In the letter, the group of doctors stated that a “huge amount of avoidable misery” is being caused by improper use of the drug, including record figures in terms of hospital admissions, which they argue that the government is ignoring.

Minister for Health Stephen Donnelly has admitted previously that he has used the drug recreationally in his youth. (Credit: Rolling News)

Included amongst the 21 doctors are specialists in addiction, emergency medicine, neurology, psychiatry and general practice.

With an upcoming Citizen’s Assembly on drug usage, the group see the event as “an opportunity to move on from the endless conversation about legislation and to give renewed priority to the more important issues of prevention and treatment”.

The Citizen’s Assembly is set to be chaired by former HSE boss Paul Reid, who stepped down from his position earlier this year following a four year stint which saw Reid help oversee the HSE’s Covid-19 pandemic response.

The releasing of the letter comes four years after a group including many of the same doctors, penned another which claimed that Ireland was “sleepwalking” into the legalisation of cannabis.

Now, four years on, the broadly similar group of top doctors have written to The Irish Times, in which they say that the health problems which stem from cannabis use “remain ignored”.

Former head of the HSE Paul Reid will chair the Citizen’s Assembly on drug use next week. (Credit: Rolling News)

In 2020, over 1,000 people were admitted to psychiatric hospitals in the state as a result of cannabis usage, with a further 22,000 people estimated as suffering from cannabis dependency.

“In spite of the evidence of substantial and increasing harms, the public perception of the harms of cannabis has continued to decline. This in turn drives up use… While there is unrelenting pro-cannabis messaging on social and traditional media, there has been little attempt by Government or HSE to counter this with factual information”.

According to the doctors, cannabis has become a “bigger issue” than alcohol for those in the under-25 age demographic, arguing that a comprehensive public health campaign is needed to rectify the worsening scale of the problem.

“As doctors, we are growing tired of seeing young lives, and the lives of their families, being derailed by the use of this drug”, the doctors group said.

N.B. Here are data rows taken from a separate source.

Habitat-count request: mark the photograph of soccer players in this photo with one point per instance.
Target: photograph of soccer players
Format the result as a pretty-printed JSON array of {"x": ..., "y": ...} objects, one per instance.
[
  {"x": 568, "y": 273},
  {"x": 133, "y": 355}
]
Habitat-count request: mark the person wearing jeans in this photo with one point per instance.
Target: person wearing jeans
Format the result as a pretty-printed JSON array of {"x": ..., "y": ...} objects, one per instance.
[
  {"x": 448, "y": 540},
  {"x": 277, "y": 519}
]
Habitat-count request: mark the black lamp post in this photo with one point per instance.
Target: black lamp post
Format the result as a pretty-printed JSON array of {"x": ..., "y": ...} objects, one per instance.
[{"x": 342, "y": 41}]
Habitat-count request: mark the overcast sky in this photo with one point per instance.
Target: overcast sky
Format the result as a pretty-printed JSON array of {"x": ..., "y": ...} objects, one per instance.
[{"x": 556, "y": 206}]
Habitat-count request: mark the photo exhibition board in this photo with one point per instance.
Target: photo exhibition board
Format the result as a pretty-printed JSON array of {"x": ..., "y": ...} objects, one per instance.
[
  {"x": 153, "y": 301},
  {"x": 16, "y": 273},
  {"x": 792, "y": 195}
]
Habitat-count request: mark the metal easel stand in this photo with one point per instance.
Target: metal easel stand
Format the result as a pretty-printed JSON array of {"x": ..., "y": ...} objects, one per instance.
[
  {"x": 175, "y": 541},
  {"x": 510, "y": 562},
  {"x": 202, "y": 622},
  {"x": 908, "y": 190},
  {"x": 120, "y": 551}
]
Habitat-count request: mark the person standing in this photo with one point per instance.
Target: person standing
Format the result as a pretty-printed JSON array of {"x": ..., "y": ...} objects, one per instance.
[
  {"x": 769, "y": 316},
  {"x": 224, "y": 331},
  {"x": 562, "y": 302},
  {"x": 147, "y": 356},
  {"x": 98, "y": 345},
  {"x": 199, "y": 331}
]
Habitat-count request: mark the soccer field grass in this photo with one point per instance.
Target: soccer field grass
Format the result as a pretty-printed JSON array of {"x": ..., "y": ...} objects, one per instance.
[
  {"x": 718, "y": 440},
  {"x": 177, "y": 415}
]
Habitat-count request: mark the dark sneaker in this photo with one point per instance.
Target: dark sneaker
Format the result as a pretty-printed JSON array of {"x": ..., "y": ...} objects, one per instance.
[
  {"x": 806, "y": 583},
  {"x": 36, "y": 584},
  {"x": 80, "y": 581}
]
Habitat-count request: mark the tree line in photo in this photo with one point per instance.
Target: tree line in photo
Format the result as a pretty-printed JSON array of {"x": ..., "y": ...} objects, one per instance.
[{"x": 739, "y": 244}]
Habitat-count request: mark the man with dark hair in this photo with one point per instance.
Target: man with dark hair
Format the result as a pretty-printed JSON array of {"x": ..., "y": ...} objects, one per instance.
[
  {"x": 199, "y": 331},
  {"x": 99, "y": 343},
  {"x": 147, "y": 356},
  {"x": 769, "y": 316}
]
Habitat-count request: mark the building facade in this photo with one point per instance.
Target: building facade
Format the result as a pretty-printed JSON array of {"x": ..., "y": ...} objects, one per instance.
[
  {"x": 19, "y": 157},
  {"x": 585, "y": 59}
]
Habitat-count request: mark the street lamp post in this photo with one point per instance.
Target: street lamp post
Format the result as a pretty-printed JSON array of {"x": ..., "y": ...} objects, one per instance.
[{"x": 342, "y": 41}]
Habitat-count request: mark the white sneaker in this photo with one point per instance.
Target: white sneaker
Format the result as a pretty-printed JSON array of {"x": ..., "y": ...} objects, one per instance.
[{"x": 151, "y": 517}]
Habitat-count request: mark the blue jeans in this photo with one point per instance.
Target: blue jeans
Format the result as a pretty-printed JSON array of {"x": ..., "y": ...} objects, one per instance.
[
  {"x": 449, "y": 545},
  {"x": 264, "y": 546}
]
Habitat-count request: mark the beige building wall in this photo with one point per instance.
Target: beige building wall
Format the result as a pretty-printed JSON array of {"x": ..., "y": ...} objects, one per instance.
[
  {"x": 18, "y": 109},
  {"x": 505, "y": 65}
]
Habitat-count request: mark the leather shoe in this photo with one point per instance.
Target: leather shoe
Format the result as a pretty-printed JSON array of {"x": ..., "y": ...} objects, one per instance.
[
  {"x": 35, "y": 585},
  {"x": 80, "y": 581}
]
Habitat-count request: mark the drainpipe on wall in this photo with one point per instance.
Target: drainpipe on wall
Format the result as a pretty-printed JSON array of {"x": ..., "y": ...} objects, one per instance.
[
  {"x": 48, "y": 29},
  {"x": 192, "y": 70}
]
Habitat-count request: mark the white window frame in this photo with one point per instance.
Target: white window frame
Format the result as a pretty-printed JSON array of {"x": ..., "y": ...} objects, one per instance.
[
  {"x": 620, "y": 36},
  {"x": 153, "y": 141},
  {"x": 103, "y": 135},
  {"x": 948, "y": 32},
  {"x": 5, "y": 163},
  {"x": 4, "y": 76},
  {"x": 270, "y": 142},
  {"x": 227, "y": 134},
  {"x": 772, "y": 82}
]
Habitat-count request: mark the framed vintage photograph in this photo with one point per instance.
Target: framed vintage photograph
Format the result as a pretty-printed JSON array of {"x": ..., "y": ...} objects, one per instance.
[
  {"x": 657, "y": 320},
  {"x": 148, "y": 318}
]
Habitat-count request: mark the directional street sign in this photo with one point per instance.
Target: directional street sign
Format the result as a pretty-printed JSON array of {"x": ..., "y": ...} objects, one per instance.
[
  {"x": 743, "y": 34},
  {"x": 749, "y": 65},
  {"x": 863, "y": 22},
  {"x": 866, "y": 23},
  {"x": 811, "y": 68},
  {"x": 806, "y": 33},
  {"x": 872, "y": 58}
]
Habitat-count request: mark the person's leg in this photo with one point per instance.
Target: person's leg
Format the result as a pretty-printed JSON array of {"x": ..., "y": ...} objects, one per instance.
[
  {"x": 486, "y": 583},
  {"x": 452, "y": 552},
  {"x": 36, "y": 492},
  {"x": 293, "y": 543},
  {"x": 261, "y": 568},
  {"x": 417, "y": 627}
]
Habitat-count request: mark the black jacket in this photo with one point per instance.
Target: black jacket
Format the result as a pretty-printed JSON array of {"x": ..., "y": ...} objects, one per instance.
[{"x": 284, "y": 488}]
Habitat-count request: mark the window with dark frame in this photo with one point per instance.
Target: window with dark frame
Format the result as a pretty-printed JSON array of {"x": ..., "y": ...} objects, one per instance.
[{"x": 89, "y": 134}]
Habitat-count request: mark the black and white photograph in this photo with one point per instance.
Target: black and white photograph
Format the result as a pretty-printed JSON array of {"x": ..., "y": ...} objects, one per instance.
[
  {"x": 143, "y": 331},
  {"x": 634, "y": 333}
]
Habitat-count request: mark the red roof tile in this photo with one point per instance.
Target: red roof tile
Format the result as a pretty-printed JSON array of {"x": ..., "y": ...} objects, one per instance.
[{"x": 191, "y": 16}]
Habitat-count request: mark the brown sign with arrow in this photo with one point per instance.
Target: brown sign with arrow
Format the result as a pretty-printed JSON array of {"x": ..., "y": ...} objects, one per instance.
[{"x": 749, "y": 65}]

Former IMO president Dr. Ray Walley has said that he sees cannabis patients on a “nearly weekly basis”. (Credit: Rolling News)

Two former presidents of the Irish Medical Organisation (IMO) are included in the group, alongside the head of the school of medicine at Trinity College Dublin.

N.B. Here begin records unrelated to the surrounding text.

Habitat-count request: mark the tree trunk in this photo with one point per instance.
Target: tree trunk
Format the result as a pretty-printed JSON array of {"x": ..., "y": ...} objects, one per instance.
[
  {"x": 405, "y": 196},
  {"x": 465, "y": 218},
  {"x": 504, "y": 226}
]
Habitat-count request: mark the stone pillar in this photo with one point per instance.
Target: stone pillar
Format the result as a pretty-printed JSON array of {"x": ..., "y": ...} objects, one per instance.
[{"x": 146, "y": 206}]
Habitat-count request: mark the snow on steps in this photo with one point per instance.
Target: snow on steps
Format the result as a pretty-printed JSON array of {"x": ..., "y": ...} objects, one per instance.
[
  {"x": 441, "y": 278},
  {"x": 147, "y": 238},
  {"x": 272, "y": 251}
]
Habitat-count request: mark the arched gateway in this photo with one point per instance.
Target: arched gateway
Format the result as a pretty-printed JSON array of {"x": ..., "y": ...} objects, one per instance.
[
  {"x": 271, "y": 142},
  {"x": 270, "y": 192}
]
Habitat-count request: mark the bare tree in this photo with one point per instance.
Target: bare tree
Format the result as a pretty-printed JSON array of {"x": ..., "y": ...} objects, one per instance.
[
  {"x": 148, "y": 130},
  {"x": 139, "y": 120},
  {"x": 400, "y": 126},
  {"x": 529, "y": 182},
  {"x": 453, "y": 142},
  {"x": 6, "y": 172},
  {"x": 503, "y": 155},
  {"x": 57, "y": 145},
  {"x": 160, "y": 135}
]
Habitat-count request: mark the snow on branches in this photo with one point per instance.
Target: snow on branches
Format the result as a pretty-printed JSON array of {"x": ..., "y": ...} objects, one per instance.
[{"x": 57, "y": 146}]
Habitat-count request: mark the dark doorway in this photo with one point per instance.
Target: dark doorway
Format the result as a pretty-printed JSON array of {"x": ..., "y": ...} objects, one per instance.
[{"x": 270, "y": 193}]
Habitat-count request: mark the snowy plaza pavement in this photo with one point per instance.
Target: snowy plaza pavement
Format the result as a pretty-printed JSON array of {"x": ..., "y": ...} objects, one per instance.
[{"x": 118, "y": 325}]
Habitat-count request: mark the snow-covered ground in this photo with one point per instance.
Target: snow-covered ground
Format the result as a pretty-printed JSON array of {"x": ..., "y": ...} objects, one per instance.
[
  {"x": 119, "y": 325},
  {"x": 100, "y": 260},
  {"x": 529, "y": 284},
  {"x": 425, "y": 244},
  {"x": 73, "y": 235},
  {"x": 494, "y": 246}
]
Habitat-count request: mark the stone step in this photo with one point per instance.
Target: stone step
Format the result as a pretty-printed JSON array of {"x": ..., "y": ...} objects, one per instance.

Dr. Ray Walley, former IMO president, has said that he sees new cannabis patients on a “nearly weekly basis”, with the age at which they present ever-reducing.

The group further claimed that cannabis-related road traffic incidents and emergency department attendances due to use of the drug are on the rise.

However, the doctors have also said that they support the health diversion scheme introduced by Government last year and that they believe no one should be locked up for “simple drug possession”.